Des perturbations de la voie de signali-sation de l’insuline peuvent également contribuer à la formation des enchevêtrements neurofibrillaires. En particulier, le taux de GSK-3, une enzyme atténuée par la voie de signalisation de l’insuline, peut augmenter chez les diabétiques. La GSK-3 est importante, car elle augmente la phosphorylation de la protéine tau associée à la formation des enchevêtrements neurofibrillaires, et ces derniers sont plus nombreux en terrain diabétique ou obèse. L’accumulation d’enchevêtrements signale le passage d’une perte normale de fonction à une pathologie. En conséquence, certains ont avancé que la MA est la séquelle cérébrale du diabète, ce que réfute la Dre Greenwood, bien qu’elle pense que la maladie se manifeste plus rapidement dans ce contexte.

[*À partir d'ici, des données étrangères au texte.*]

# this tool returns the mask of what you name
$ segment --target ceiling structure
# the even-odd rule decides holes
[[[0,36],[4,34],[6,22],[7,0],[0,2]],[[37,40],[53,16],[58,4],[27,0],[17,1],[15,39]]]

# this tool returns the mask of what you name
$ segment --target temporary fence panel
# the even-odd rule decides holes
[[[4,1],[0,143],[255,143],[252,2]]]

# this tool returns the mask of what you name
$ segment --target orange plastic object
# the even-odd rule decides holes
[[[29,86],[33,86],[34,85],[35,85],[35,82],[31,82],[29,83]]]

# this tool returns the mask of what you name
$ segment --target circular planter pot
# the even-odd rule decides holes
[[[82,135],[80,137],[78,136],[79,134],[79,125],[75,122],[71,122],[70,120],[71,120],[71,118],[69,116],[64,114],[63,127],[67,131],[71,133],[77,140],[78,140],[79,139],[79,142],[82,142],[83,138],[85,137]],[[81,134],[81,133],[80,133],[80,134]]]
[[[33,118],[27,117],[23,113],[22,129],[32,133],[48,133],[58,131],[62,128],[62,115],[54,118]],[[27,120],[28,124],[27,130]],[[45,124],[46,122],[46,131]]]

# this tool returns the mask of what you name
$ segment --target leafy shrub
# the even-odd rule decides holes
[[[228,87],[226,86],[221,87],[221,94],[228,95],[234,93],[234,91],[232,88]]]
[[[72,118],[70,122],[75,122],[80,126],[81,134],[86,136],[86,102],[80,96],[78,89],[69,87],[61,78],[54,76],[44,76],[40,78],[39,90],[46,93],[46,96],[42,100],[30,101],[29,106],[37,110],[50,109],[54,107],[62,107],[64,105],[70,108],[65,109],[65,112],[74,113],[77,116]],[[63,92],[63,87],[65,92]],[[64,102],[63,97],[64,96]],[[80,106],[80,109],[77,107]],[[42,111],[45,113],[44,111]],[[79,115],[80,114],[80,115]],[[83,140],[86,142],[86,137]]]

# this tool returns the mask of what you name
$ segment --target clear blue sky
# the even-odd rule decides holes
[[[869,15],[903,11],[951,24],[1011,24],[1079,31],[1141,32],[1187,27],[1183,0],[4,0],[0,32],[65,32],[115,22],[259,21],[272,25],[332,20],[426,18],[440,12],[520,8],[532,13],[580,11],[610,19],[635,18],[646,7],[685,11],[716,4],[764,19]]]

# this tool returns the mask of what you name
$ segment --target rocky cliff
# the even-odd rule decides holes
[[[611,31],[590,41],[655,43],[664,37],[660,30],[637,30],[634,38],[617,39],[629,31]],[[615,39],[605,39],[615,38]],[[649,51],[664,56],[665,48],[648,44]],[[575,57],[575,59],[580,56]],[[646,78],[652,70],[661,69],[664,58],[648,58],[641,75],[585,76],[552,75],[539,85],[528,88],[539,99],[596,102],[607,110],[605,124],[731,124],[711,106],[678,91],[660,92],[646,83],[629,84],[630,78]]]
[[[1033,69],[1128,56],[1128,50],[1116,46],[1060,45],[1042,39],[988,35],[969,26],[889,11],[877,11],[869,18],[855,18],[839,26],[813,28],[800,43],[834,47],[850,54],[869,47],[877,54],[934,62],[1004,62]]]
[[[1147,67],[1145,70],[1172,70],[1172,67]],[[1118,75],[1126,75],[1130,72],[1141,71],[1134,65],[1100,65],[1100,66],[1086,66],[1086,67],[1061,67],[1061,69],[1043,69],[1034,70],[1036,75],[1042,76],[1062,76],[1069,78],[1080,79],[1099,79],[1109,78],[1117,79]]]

Habitudes alimentaires favorisant le bien-être cognitif

La principale recommandation alimentaire au patient diabétique doit être de consommer des aliments à faible indice glycémique. Les études portant sur la performance cognitive postprandiale ont constaté que les fonctions de mémorisation et de remémoration étaient altérées après une consommation d’aliments à glucides simples. Il semble que ce soit la sécrétion de cortisol induite par l’insuline, et non les modifications de la glycémie, qui est la clé de cette réponse. L’augmentation du cortisol entraîne des effets problématiques sur l’hippocampe, dont certains sont liés au stress oxydatif. En outre, les diabétiques bénéficiant d’un bon apport en antioxydants souffrent de baisses cognitives moindres. La clé réside dans un contrôle glycémique minutieux afin de minimiser l’agression diabétique répétée au cours de la journée.

Conclusion
La Dre Greenwood a fait observer que les modifications du régime alimentaire des personnes âgées peuvent s’interpréter comme une recommandation de perte de poids, et ce risque est souvent avancé comme objection aux modifications alimentaires. Aucune ligne directrice claire ne permet au médecin de décider quand cesser d’encourager la perte de poids, qui est corrélée à un risque de fragilité chez la personne âgée. La meilleure approche pour minimiser la fragilité, a-t-elle conseillé, c’est d’améliorer les apports nutritifs tout en faisant plus d’exercice physique. Une approche plus ferme des habitudes alimentaires est nécessaire, étant donné que l’incidence du diabète et du syndrome métabolique évolue, notamment en raison du vieillissement de la génération du baby-boom. La Dre Greenwood a averti son auditoire que les forces contribuant à l’augmentation de la démence sont largement sous-estimées, et qu’il est grand temps d’instaurer des modifications du mode de vie.

Bibliographie

  1. Whitmer RA, Gustafson DR, Barrett-Connor E, et al. Central obesity and increased risk of dementia three decades later. Neurology 2008;71:1057-64.
  2. Scarmeas N, Stern Y, Tang MX, et al. Mediterranean diet and risk for Alzheimer’s disease. Ann Neurol 2006;59:912-21.